Back to skills

Auto Research

Run bounded autonomous code experiments on a user-provided repository with a stable automated metric. Use when the user wants iterative improve-measure-keep-or-revert loops such as tuning training scripts, benchmark solvers, evaluable agent workflows, or performance/code-quality experiments. Do not use for open-ended product development, tasks without a reliable automated metric, or broad multi-file refactors.

Auto Research

autoresearch

Run a constrained experiment loop on a repository: edit allowed files, run a command, extract a metric, keep the change if it improves the score, otherwise revert it.

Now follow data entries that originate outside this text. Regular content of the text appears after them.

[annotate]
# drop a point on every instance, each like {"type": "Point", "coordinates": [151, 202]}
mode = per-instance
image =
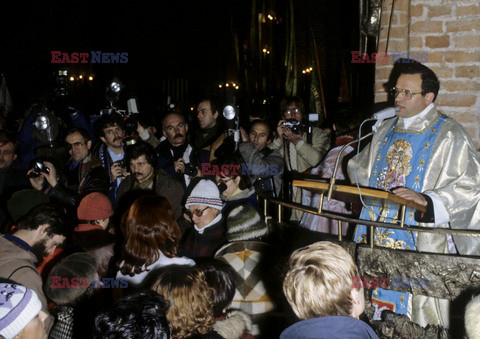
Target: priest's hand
{"type": "Point", "coordinates": [411, 195]}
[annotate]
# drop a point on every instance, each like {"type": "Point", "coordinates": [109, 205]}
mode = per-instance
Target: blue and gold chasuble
{"type": "Point", "coordinates": [400, 162]}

This skill is for bounded optimization, not open-ended software development.

When to use

Use this skill when the task can be framed as:

  • a repository or working directory is known
  • the editable surface is explicitly bounded
  • there is a stable command to run
  • there is a stable metric to extract
  • success means improving that metric over a limited number of experiments

Good fits:

  • training-script tuning
  • benchmark or solver optimization
  • inference/runtime optimization with a measurable score
  • prompt/program search when evaluation is automated
  • agent workflow tuning with a fixed harness

Do not use when:

  • the user says only “make the project better”
  • there is no automated evaluation command
  • the metric is subjective or manual
  • the work requires wide architectural refactors
  • the best path is regular engineering, not iterative experiment search

Required inputs

Collect or infer these before starting:

  • repo_path: repository or working directory
  • goal: short statement of what is being optimized
  • editable_files: explicit allowlist of files the agent may change
  • run_command: command that runs one experiment
  • metric_name: the metric to optimize
  • metric_direction: min or max
  • max_experiments: hard cap on experiment count

Optional inputs

Use these when provided or clearly useful:

  • fixed_files: read for context but never modify
  • metric_extract_hint: grep pattern, regex, JSON path, or log line hint
  • timeout_seconds: per-run timeout
  • branch_name: experiment branch name
  • results_file: default results.tsv
  • baseline_required: default true
  • allow_dependencies: default false
  • allow_harness_changes: default false
  • session_report_file: default session_report.md

Output artifacts

Produce or maintain these when practical:

  • results.tsv or user-specified results file
  • one log per experiment or a rolling run.log
  • session_report.md with best result, kept changes, discarded themes, and crash notes
  • best commit hash or diff summary if git is available

Core workflow

1. Bound the search space

Identify the optimization surface first.

  • Read repository context and any user-provided instructions.
  • Read all fixed_files and editable_files.
  • Confirm that the metric and run command are stable enough to compare runs.
  • If the task lacks a stable metric, do not force this skill. Switch to normal engineering.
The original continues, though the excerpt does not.